Randall St. Germain, author of Camino de Santiago In 20 Days, is a middle-aged Canadian Boy who is passionate about nature, photography, hiking, music, and self-improvement. After the death of his mother, he chose to walk the famous pilgrimage, the Camino de Santiago, across the north of Spain, despite knowing little about it. He certainly didn’t plan to write a book until the latter days of his Camino. Similar to walking the Camino, writing and publishing a book was a learning experience. It was also very rewarding, and part of his ongoing journey. Please join him as he takes you along on his journey in Camino de Santiago In 20 Days, and on his blog Camino My Way.

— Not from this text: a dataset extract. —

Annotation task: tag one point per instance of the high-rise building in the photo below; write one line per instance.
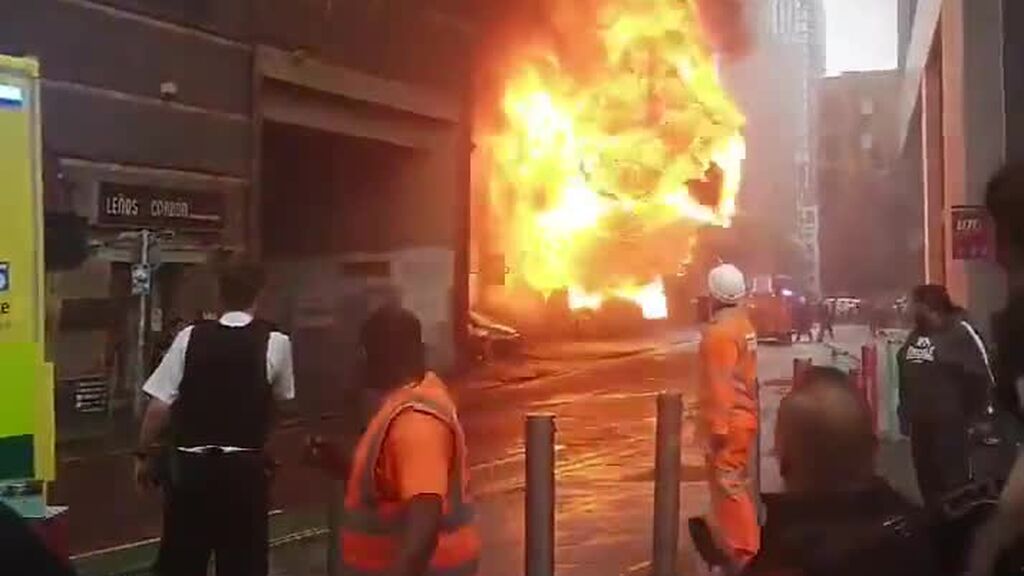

12 responses to On the Camino de Santiago in Spain, Zubiri to Pamplona

  1. Love it – still inspiring my dreams. Thanks.

    • Anita, you’re welcome. Keep checking back. I still have a long ways to go to Santiago de Compostela, and then off to Finisterre.

  2. Too many memories! Great writing! reading lots of these would push me to re-do it next summer 😀

    • Thanks a lot, Mina. As for someone who has already completed the Camino, I’m glad you enjoy my posts. My goal is to have these posts appeal to everyone — those who have walked all or part of the Camino, and those who haven’t gone yet or didn’t even know about it. As Anita said, I hope to inspire others to find the Camino one day. Buen Camino, Mina.

  3. Writing from Davis station in Antarctica your web site brings back good memories of the camino I walked with my daughter in August 2011.
    Deal with those blisters as soon as possible and keep a watch on them, especially if your feet get wet and your skin soft. Tape your feet if necessary until they toughen up.
    We were lucky not to have a single blister between us.
    Henk

    • I’m glad you’re enjoying the posts. I think you’re my first reader from Antarctica. That would be cool for you to write a guest post from there. Please let me know if you’re interested. Back to the Camino, I never had much luck with my feet and blisters. Even on the Camino del Norte last summer, I thought I was better prepared but still had problems. I do tape up my feet though, having learnt my lesson after my first Camino. Still managed a few bad ones. I do have wimpy feet.

  4. Yes, I’m interested in writing a guest post. I’m leaving Davis station for Mawson station tomorrow by ship so I won’t have access to the internet for some days. I’ll check your web site when I’m there.
    We were very lucky with the weather on the Camino in August 2011 – coolest August on record and in Galicia we had just a few hours rain. No mud or snow to deal with. Bussed from Burgos to Leon due to time restrictions but walked the additional 100kms from Santiago to Finisterre.
    We completed the 700kms in 26 days without rushing about getting up extra early or wearing ourselves out – kept the walking to a steady pace.
    Henk

    • Henk, thanks for your comment. I will email you the details for the guest post. I’m glad your weather was cool for August. It sure makes a difference as I learned during hot temperatures on my Camino Del Norte last summer. On my Camino Francés, I also had a cool April and May but that felt like winter. It’s too bad you messed the Meseta. I hope you get to return one day.

  5. hi! your photos are inspiring. a friend is currently doing the entire camino on her own and i am just loving her fb posts too! hoping i can do it sometime in the near future.

  6. Those blisters need immediate attention. If your feet get wet that will contribute to this situation. Do you have medication that will releive that problem. Always replace wet socks as soon as possible. Have a safe and blessed journey………..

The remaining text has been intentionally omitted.